Making no-knock warrants even more disturbing is the rising number of mistaken warrant services on innocent people, who don't always survive the experience.
These raids are often launched on tips from notoriously unreliable confidential informants. Rubber-stamp judges, dicey informants, and aggressive policing have thus given rise to the countless examples of "wrong door" raids we read about in the news. In fact, there's a disturbingly long list of completely innocent people who've been killed in "wrong door" raids, including New York City worker Alberta Spruill, Boston minister Accelyne Williams, and a Mexican immigrant in Denver named Ismael Mena.
Police, of course, defend no-knock warrants on the grounds of officer safety. When the safety of law-abiding members of the public is compromised, however, they tend to be a bit more cavalier.
In 1999, for example, the assistant police chief of El Monte, Calif., explained his department's preferred procedure to the Los Angeles Times: "We do bang on the door and make an announcement—'It's the police'—but it kind of runs together. If you're sitting on the couch, it would be difficult to get to the door before they knock it down."
That comment came in a story about a mistaken raid in which Mario Paz, an innocent man, was shot dead by a raiding SWAT team when he mistook them for criminal intruders and reached for a gun to defend himself.
I guess officer safety is paramount. That's funny; I thought public safety was supposed to be paramount. That's what they said when I went through the Academy in 1984. Apparently, things have changed since then.
One of the changes has been that SWAT Teams are now routinely used to serve warrants on suspected drug dealers. Our foolish war on drugs has led directly to an increasing militarization of the police, and a consequent decrease in concern for public safety and 4th Amendment rights.
Unless the Court lays down a bright-line rule that limits no-knock warrants to only the most hazardous warrant service, the danger to law-abiding citizens from an increasingly arrogant and militarized mode of policing will only increase.
The police are public servants, doing a dangerous job. I appreciate that fact, having worked as a sworn officer in both military and civilian law enforcement. But the bottom line is that the police are our servants, not our masters, and any mode of policing that puts law abiding citizens at greater risk is intolerable, even if the price is some increase in the risk police officers face.
Don’t get too hopeful, Dale.
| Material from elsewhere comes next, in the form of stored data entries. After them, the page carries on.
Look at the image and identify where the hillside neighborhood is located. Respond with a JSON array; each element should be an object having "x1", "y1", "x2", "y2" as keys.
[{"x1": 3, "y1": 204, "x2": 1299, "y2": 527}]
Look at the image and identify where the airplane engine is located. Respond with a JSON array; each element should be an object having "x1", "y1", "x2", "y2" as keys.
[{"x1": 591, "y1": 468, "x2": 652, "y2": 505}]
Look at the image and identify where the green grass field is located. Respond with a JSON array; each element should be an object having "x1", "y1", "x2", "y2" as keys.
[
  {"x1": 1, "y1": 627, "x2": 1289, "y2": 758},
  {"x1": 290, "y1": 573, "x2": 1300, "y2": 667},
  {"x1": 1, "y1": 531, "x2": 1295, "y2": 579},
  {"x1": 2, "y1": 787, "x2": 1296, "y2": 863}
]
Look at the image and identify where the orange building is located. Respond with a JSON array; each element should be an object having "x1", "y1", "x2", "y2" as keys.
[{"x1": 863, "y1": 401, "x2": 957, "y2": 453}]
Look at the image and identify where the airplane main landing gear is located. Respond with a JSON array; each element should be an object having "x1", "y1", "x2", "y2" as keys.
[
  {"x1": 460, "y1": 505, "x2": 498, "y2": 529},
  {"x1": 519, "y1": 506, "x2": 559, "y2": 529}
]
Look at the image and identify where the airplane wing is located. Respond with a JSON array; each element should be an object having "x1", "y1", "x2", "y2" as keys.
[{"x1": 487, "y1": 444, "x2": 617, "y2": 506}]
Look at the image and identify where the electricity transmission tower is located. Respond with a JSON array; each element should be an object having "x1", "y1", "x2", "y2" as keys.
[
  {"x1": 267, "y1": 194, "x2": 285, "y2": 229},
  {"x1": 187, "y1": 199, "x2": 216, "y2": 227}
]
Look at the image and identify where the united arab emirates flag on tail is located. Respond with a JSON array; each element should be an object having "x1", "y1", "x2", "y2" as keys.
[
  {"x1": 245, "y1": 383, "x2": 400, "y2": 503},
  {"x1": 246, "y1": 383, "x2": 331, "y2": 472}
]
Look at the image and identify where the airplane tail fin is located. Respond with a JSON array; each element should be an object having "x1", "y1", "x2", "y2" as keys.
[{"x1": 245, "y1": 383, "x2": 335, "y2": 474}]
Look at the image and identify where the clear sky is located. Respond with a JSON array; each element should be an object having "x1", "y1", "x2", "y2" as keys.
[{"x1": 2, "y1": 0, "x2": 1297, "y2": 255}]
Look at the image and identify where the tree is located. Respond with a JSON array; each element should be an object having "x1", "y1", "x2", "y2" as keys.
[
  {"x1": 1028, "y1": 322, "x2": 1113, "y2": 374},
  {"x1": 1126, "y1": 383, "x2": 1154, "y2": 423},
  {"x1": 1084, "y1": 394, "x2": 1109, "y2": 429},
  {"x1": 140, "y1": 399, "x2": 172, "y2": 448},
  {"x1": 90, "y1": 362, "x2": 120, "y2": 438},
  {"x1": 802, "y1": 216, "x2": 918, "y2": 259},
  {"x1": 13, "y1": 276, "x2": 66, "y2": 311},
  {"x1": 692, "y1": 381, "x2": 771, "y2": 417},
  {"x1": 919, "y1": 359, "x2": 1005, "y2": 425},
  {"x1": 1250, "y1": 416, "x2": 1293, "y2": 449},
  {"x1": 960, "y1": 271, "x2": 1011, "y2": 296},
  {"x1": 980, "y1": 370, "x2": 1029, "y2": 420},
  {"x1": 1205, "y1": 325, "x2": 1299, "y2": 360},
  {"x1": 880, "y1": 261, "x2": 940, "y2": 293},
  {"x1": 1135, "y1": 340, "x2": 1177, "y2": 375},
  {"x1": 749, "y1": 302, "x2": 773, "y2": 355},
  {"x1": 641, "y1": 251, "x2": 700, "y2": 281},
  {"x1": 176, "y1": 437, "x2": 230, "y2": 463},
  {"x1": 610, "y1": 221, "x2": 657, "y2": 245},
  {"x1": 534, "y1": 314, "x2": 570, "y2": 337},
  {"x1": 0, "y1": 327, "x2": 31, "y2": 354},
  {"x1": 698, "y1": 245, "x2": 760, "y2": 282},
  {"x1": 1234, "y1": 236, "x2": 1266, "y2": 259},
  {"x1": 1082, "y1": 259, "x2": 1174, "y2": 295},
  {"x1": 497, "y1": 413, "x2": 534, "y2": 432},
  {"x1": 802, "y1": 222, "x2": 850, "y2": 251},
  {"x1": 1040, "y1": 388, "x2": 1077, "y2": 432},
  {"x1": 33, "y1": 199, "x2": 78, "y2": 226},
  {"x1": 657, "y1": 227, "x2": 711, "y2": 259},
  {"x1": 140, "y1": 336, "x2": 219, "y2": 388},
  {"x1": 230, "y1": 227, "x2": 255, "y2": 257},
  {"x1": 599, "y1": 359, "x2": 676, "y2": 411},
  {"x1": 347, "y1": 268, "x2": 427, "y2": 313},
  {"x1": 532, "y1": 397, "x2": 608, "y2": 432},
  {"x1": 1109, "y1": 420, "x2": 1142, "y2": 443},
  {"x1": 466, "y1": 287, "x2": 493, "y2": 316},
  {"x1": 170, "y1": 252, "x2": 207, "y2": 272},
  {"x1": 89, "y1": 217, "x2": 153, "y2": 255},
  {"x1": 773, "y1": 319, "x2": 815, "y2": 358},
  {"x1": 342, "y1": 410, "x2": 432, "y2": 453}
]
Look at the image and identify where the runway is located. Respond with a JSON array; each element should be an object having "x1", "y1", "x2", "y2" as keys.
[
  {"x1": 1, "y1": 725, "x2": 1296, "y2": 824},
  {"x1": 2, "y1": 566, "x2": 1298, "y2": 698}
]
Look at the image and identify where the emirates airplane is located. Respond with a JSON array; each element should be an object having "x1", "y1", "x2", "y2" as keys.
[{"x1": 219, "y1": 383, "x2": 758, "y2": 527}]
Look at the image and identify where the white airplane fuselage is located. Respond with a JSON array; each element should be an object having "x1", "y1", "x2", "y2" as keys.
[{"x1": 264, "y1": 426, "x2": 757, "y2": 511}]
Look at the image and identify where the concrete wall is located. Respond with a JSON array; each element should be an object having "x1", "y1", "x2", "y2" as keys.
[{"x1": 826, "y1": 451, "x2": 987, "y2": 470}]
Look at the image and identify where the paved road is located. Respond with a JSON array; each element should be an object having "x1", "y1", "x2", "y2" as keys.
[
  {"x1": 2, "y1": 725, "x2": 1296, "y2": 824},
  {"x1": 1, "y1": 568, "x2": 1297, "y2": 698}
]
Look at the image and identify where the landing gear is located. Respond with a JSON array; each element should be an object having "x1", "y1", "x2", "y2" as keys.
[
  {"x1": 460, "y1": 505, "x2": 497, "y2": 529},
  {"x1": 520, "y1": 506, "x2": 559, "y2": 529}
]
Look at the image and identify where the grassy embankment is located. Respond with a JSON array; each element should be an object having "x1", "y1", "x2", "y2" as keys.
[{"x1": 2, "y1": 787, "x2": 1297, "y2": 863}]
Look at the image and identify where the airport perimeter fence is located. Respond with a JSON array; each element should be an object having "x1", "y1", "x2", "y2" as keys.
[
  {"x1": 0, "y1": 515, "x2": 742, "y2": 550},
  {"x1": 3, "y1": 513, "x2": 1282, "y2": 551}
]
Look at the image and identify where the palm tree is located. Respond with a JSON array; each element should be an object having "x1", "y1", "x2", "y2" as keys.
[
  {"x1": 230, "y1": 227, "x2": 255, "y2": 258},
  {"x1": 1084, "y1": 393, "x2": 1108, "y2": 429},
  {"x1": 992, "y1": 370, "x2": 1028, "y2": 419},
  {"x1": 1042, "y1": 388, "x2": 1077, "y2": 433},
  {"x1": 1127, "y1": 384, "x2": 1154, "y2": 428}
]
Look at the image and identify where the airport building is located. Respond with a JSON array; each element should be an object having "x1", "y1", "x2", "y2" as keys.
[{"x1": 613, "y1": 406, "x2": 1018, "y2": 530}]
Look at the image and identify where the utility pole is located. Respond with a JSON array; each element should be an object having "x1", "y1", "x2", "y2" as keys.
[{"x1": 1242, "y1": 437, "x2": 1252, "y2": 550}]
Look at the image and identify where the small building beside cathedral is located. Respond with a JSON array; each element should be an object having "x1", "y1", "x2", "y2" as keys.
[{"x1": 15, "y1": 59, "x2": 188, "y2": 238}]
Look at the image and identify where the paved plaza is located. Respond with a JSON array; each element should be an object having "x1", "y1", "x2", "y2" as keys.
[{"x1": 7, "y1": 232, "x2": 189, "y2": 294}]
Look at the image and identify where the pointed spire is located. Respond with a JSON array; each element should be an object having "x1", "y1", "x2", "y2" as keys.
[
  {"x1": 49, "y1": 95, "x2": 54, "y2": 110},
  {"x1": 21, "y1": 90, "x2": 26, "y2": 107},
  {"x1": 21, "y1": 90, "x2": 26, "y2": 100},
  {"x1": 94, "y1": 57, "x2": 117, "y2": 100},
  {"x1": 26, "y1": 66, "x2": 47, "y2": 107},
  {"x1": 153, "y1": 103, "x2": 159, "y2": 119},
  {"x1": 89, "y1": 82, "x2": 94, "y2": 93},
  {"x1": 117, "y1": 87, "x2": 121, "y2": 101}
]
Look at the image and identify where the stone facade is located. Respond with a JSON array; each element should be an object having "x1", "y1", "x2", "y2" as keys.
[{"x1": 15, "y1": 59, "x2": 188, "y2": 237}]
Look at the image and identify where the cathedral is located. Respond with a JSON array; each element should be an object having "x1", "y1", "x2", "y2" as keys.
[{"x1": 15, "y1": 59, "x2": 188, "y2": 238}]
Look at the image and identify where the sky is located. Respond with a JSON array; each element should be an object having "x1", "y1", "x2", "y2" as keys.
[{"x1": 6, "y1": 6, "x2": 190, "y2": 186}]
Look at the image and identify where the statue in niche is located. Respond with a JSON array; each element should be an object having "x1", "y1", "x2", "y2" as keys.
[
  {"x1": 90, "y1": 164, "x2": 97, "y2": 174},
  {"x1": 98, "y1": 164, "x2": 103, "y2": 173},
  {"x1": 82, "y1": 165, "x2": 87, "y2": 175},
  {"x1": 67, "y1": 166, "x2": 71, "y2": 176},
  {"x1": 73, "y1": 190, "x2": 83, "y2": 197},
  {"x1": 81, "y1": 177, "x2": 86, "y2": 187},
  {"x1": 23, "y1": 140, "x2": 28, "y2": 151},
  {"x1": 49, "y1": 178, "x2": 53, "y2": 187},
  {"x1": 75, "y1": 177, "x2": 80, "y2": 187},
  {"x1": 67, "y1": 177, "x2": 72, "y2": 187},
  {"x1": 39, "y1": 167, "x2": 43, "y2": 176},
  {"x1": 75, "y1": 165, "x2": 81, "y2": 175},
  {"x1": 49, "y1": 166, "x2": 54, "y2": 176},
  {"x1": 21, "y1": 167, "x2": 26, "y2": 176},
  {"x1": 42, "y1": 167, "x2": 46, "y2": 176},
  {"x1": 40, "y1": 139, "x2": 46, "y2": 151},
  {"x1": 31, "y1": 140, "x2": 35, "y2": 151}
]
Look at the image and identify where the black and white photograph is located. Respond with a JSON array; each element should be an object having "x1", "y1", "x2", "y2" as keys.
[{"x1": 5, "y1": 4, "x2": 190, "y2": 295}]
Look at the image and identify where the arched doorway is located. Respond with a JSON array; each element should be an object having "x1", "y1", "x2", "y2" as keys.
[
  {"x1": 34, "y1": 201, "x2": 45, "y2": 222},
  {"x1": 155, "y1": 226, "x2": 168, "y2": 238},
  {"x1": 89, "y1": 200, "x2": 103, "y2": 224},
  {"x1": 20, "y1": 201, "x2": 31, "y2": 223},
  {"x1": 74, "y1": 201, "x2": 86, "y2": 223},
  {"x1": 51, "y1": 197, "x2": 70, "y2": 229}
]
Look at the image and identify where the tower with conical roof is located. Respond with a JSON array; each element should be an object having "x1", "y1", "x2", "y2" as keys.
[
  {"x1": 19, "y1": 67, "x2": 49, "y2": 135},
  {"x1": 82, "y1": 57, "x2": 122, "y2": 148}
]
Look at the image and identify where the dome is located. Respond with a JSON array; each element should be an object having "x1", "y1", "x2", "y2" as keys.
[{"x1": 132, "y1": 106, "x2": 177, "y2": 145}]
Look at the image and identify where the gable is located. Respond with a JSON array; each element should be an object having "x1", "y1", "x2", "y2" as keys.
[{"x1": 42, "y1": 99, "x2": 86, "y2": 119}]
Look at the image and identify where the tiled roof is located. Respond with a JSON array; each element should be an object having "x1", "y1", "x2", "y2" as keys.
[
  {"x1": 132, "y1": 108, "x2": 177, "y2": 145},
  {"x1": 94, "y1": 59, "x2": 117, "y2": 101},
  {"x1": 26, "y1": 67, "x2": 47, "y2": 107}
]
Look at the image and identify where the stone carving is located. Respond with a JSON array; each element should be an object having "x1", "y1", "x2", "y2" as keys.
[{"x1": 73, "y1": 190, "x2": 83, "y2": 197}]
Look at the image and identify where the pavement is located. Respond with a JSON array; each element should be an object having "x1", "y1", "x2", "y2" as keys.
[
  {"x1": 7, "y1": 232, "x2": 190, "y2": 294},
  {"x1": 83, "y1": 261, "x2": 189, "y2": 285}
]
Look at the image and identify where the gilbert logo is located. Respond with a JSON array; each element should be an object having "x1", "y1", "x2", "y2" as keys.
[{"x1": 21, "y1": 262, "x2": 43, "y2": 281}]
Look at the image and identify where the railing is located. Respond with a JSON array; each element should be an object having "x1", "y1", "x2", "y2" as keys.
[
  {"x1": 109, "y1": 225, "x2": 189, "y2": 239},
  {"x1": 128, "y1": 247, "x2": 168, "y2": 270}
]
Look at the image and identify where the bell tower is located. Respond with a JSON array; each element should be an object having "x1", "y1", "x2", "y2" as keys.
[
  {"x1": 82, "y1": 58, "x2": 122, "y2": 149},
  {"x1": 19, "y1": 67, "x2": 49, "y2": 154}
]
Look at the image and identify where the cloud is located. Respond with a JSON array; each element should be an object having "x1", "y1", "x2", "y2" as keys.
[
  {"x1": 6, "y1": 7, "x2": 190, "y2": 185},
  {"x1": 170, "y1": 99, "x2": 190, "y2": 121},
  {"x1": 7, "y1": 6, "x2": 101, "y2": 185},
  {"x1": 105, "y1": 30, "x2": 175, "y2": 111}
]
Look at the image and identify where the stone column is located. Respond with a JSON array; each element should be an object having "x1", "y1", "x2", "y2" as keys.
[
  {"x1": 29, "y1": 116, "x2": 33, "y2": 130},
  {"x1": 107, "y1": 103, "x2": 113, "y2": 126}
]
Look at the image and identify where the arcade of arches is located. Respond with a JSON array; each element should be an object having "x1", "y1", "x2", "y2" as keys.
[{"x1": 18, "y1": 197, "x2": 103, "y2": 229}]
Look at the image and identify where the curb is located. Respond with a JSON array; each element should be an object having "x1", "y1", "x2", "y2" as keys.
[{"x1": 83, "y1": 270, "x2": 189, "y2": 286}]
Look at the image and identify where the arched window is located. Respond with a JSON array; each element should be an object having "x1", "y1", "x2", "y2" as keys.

I’ve just finished a very depressing study of the Court’s opinions in Vernonia and Earls, two cases which effectively eliminated students’ Fourth Amendment rights in the name of the righteous cause of the War on Drugs™. My personal analysis of it leads me to believe that most of the current Justices will approve whatever it takes, even if the action approved is ineffective and merely symbolic, as long as it is with the purpose of "fighting drugs." (Actually, that’s not 100% true. They will not approve random testing of themselves, or those like them. See Chandler v. Miller.) It’s such a compelling interest, don’t you know? As Radley stated, these no-knock warrants are being used more and more in drug-related actions, ostensibly because of the "well-known danger" that suspects will dispose of the drugs. Throw the officer safety thing in there, and it’s a loser of an argument, unfortunately, at least with this current Court.
This seems like a good example of the "if I had a hammer" theory. Let’s say you’re a police chief. Your resources overall are stretched thin, but you also have this extremely expensive SWAT team that seems underutilized. What do you do? You find new uses for that SWAT team, of course! You use them in situations where they’re really not appropriate, just because they’re there. Maybe you make up some excuse about the need to keep them in practice, but the real motivation has nothing to do with serving the public.
We need about one tenth as many SWAT teams as we actually have in this country, if that. Instead of cooperating and sharing resources, police departments use them (along with high-tech "non-lethal" weaponry that actually does kill people) as a way to compete with one another for prestige and with other city departments for funds. This might be a case where working to preserve people’s rights also preserves their pocketbooks.